Recent Advances in Optimal Transport for Machine Learning
Eduardo Fernandes Montesuma, Fred Ngolè Mboula, Antoine Souloumiac
TL;DR
Optimal transport (OT) provides a principled framework for comparing and transforming probability distributions, anchored by the Wasserstein distance $W_p$ and the Monge–Kantorovich formulations with transport plans in $\Gamma(P,Q)$. The paper surveys theory, computation, and ML applications from 2012–2023, covering entropy-regularized and unbalanced variants, GW/FGW, and neural OT solvers, as well as practical uses across supervised, unsupervised, transfer, and reinforcement learning. It highlights OT as both a loss function and a distribution-manipulation toolkit, with applications ranging from OT-based losses and fairness in supervised learning to generative modeling, dictionary learning, clustering, domain adaptation, and distributional RL. Major challenges include the curse of dimensionality and computational burden, while promising directions involve learned ground costs, sliced/generalized OT, and scalable neural OT architectures that integrate OT into end-to-end ML pipelines.
Abstract
Recently, Optimal Transport has been proposed as a probabilistic framework in Machine Learning for comparing and manipulating probability distributions.
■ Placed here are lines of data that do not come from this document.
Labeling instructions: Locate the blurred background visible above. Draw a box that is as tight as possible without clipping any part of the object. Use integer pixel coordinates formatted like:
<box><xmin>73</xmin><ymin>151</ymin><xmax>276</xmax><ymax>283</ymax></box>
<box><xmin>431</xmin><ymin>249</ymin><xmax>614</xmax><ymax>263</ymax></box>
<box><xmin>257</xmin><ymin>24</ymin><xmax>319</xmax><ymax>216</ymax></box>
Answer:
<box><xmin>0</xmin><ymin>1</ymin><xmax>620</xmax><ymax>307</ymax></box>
This is rooted in its rich history and theory, and has offered new solutions to different problems in machine learning, such as generative modeling and transfer learning. In this survey we explore contributions of Optimal Transport for Machine Learning over the period 2012 -- 2023, focusing on four sub-fields of Machine Learning: supervised, unsupervised, transfer and reinforcement learning. We further highlight the recent development in computational Optimal Transport and its extensions, such as partial, unbalanced, Gromov and Neural Optimal Transport, and its interplay with Machine Learning practice.